Les élections législatives de 2017 étaient un tournant décisif. Mais, malheureusement, les opposants étaient esclaves de leur ambition personnelle et de leur hypocrisie maladive. Après avoir refusé de s’aligner derrière Me Abdoulaye Wade, les partisans de Khalifa Sall, notamment Bamba Fall avait rendu visite au Pape du Sopi à Fann pour enfin reconnaître l’erreur commise lors de ces élections.
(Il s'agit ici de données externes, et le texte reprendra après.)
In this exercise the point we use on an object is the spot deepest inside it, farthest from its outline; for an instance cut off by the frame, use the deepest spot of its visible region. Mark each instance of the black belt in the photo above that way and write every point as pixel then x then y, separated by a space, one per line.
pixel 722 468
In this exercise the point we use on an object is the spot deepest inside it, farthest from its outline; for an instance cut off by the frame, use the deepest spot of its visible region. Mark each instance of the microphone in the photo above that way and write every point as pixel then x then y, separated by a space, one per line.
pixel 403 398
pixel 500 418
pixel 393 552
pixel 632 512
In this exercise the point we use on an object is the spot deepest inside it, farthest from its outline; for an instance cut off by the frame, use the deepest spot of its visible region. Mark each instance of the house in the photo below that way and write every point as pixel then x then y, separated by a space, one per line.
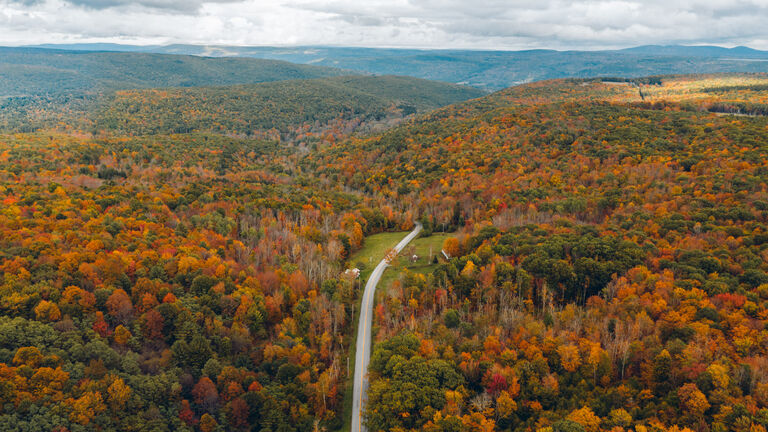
pixel 354 273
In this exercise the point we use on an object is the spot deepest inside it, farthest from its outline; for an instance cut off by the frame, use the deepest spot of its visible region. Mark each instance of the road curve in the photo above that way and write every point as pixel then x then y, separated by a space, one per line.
pixel 363 351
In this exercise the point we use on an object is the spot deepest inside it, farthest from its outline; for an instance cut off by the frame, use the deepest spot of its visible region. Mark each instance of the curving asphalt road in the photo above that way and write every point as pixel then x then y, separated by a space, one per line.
pixel 363 354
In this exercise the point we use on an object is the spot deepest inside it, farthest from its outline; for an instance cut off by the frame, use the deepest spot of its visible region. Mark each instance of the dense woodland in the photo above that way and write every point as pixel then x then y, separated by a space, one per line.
pixel 609 269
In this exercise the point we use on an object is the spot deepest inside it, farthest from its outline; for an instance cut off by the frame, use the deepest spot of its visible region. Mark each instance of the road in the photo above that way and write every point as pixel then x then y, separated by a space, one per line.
pixel 363 354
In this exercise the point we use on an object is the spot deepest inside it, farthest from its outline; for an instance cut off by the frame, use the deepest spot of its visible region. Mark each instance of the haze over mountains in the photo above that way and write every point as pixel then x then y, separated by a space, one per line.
pixel 491 70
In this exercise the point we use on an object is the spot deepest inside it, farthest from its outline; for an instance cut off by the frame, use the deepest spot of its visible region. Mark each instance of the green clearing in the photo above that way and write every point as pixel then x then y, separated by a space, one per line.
pixel 373 251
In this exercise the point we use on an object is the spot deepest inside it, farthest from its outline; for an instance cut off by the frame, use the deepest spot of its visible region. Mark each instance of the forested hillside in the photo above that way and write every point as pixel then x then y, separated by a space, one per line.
pixel 610 269
pixel 172 283
pixel 30 71
pixel 286 110
pixel 607 268
pixel 487 69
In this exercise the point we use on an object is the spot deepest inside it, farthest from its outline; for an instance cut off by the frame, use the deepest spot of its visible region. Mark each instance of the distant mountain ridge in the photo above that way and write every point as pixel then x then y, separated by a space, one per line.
pixel 490 70
pixel 35 71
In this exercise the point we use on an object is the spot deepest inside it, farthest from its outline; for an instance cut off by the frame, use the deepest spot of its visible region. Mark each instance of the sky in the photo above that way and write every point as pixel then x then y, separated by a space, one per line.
pixel 456 24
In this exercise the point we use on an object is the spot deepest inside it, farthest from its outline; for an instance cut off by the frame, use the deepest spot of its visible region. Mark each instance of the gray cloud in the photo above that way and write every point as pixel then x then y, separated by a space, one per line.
pixel 183 6
pixel 510 24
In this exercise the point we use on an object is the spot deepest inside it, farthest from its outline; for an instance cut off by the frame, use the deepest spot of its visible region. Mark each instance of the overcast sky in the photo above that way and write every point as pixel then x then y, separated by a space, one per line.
pixel 483 24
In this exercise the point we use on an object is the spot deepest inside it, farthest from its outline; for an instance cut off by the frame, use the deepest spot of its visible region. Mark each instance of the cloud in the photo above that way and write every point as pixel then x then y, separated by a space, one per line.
pixel 182 6
pixel 497 24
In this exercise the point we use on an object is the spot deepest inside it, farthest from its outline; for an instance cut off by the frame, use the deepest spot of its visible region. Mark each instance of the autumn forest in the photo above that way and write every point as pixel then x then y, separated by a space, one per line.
pixel 174 259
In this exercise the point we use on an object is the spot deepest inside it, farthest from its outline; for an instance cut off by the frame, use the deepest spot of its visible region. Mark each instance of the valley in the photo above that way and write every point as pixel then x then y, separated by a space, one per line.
pixel 173 253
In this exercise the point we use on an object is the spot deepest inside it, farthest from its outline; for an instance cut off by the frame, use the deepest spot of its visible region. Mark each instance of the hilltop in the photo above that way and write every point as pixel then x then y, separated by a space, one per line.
pixel 276 110
pixel 33 71
pixel 608 268
pixel 493 70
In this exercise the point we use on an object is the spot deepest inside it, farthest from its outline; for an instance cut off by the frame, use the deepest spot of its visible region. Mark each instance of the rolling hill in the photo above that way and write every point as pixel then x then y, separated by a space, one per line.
pixel 490 69
pixel 278 109
pixel 608 267
pixel 31 71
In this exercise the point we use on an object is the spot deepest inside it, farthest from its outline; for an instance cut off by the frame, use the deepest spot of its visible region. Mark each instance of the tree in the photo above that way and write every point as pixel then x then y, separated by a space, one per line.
pixel 47 311
pixel 119 306
pixel 206 395
pixel 208 423
pixel 118 394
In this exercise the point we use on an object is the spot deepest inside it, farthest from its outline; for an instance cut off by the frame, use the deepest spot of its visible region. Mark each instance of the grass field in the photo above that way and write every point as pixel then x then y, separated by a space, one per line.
pixel 373 251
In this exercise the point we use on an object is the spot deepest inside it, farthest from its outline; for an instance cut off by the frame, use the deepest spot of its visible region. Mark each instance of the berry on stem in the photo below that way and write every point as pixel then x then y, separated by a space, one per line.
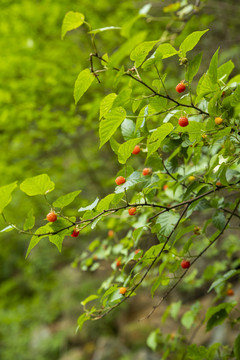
pixel 132 211
pixel 136 150
pixel 52 216
pixel 183 121
pixel 185 264
pixel 120 180
pixel 218 120
pixel 146 171
pixel 122 290
pixel 181 87
pixel 75 233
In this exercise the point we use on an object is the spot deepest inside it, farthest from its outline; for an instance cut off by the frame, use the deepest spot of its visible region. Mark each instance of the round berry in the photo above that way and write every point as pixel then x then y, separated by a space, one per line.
pixel 110 233
pixel 52 216
pixel 183 121
pixel 75 233
pixel 136 150
pixel 118 263
pixel 181 87
pixel 122 290
pixel 218 120
pixel 230 292
pixel 147 171
pixel 120 180
pixel 185 264
pixel 132 211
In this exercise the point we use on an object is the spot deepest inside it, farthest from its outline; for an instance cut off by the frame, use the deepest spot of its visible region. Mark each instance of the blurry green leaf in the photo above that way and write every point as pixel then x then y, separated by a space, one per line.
pixel 89 207
pixel 30 221
pixel 71 21
pixel 191 41
pixel 141 51
pixel 224 278
pixel 105 202
pixel 88 299
pixel 106 104
pixel 125 149
pixel 193 67
pixel 83 82
pixel 65 200
pixel 109 125
pixel 37 185
pixel 212 71
pixel 96 31
pixel 237 347
pixel 6 195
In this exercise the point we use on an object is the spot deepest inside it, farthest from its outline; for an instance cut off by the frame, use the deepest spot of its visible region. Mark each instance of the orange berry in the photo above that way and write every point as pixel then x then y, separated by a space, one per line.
pixel 122 290
pixel 230 292
pixel 180 87
pixel 118 263
pixel 146 171
pixel 132 211
pixel 183 121
pixel 185 264
pixel 52 216
pixel 218 120
pixel 120 180
pixel 110 233
pixel 136 150
pixel 75 233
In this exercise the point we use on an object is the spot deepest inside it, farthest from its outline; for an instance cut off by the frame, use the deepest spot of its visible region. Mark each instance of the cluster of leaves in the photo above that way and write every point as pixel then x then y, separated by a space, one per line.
pixel 194 170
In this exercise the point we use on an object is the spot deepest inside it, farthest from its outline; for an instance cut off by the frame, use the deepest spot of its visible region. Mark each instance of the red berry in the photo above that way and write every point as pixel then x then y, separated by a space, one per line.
pixel 146 171
pixel 52 216
pixel 118 263
pixel 132 211
pixel 122 290
pixel 136 150
pixel 180 87
pixel 110 233
pixel 230 292
pixel 75 233
pixel 185 264
pixel 120 180
pixel 183 121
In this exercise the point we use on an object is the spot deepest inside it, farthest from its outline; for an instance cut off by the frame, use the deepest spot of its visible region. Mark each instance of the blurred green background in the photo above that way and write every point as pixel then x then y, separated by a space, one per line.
pixel 42 131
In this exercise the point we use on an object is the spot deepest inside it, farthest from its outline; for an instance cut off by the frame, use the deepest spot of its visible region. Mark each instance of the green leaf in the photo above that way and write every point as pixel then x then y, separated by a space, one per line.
pixel 212 71
pixel 88 299
pixel 109 125
pixel 191 41
pixel 152 340
pixel 223 278
pixel 193 67
pixel 157 136
pixel 71 21
pixel 37 185
pixel 125 149
pixel 96 31
pixel 128 129
pixel 65 200
pixel 81 320
pixel 6 195
pixel 217 314
pixel 141 51
pixel 83 82
pixel 237 347
pixel 89 207
pixel 105 202
pixel 219 220
pixel 106 104
pixel 30 221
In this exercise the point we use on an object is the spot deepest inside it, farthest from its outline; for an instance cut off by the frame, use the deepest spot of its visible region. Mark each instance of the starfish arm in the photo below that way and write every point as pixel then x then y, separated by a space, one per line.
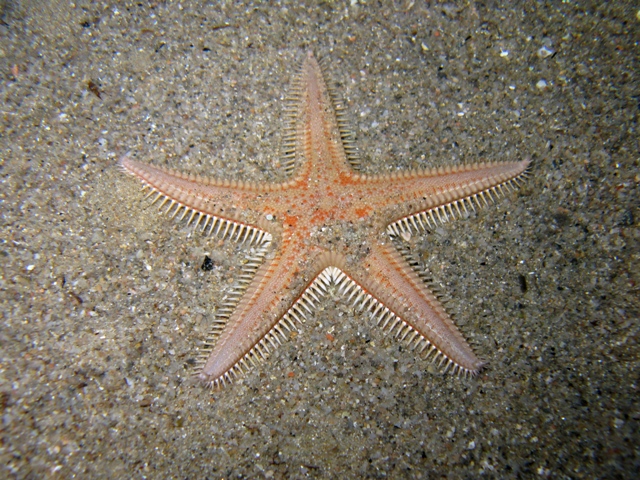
pixel 283 289
pixel 231 209
pixel 414 197
pixel 402 303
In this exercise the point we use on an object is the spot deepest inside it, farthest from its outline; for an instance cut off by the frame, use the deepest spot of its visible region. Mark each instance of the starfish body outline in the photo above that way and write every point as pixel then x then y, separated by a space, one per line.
pixel 310 218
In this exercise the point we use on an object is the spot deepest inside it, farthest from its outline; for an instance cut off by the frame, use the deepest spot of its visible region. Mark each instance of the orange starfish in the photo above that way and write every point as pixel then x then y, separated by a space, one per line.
pixel 327 224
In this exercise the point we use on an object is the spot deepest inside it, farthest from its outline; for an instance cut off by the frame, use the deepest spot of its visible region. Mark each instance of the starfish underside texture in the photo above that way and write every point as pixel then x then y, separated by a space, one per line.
pixel 326 224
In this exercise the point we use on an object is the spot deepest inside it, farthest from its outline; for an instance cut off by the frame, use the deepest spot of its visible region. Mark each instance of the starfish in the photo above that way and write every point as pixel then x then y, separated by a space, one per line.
pixel 326 224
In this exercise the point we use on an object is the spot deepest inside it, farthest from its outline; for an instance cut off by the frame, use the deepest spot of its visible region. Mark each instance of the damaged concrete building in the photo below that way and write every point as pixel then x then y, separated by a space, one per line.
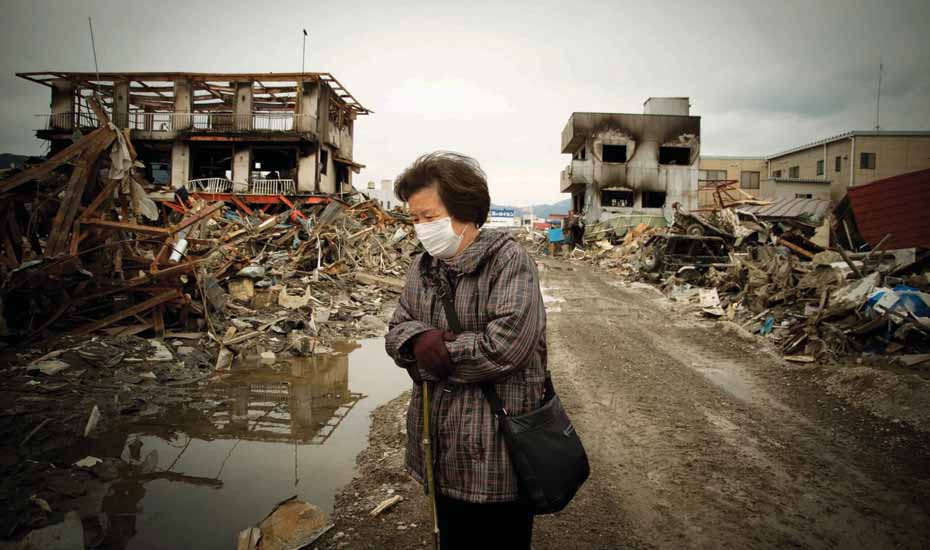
pixel 633 164
pixel 255 133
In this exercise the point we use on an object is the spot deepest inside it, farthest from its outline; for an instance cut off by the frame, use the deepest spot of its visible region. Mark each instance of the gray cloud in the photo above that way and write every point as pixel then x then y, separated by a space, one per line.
pixel 498 80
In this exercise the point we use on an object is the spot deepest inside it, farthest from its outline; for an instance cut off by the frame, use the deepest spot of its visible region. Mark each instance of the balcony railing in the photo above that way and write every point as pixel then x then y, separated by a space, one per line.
pixel 272 187
pixel 259 121
pixel 210 185
pixel 256 187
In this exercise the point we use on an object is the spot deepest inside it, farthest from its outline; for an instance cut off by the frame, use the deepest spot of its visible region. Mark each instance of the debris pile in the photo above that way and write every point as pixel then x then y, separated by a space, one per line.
pixel 775 276
pixel 119 301
pixel 86 250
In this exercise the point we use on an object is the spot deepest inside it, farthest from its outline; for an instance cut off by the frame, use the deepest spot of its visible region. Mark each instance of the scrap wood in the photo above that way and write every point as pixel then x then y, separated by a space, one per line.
pixel 788 244
pixel 74 189
pixel 249 335
pixel 128 312
pixel 64 156
pixel 385 505
pixel 33 431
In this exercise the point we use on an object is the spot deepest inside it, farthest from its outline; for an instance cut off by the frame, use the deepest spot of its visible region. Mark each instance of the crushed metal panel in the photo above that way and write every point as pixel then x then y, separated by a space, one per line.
pixel 813 209
pixel 897 206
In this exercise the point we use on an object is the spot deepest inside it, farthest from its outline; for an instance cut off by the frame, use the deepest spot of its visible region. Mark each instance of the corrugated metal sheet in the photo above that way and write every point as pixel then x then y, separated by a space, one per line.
pixel 814 210
pixel 899 205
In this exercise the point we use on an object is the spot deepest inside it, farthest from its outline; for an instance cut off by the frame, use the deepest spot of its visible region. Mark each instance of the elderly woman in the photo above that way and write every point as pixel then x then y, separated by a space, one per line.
pixel 496 293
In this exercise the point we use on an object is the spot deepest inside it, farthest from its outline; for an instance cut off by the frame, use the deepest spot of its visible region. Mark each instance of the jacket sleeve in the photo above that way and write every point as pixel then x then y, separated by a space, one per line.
pixel 518 320
pixel 403 327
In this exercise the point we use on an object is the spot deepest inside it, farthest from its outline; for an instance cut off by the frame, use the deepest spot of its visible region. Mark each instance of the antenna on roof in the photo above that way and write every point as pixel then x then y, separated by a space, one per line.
pixel 93 48
pixel 878 97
Les conséquences de la dislocation de l’opposition lors des législatives de 2017 ont été péniblement ressenties au cours de la présidentielle de 2019. Car la majorité parlementaire de Benno a voté la loi sur le parrainage qui avait permis au pouvoir d’écarter 23 candidats après avoir voté la mise en accusation de Khalifa Sall. Si l’opposition s’était unie aux législatives, il n’y aurait ni parrainage, ni levée de l’immunité parlementaire de Khalifa Sall et Karim WADE allait bénéficier d’une loi d’amnistie.
 
Aujourd’hui, l’opposition semble essoufflée. Elle a perdu ses repères devant un pouvoir boulimique et sans concession. La place que l’opposition a abandonnée est aujourd’hui, occupée par les Mouvements citoyens et les Activistes qui ont confisqué la bataille politique des mains des adversaires de Macky Sal, qui mélangent les pinceaux entre «No Lank», «Ar Linu Bok», et quoi encore ?
 
En ce moment, l’appel au dialogue de Macky Sall a porté ses fruits avec l’adhésion d’Idrissa SECK premier acteur politique de l’opposition à la dernière présidentielle. Ce leader de l’Opposition a décidé de participer à l’œuvre de construction nationale suite à l’appel insisté du président Macky Sall. Cette invitation est aussi adressée à Malick Gackou qui ne devrait avoir aucun obstacle pour rejoindre la mouvance présidentielle, si son parti le décidait, dans un élan d’unité nationale, en attendant les prochaines échéances électorales. Dans la mesure où en politique, il faut savoir prendre ses responsabilités, n’en déplaise  aux chats noirs qui s’opposent le jour et le rasent les murs de Mermoz le soir. Il faut se mettre à l’évidence afin de comprendre qu’il y a un temps pour battre campagne et un autre pour le travail. Cette propension à vouloir maintenir ce pays dans une campagne électorale sans fin, est irresponsable de la part des acteurs politiques et improductive pour les populations qui ont faim et qui sont fatiguées de ce jeu politicien de haut vol.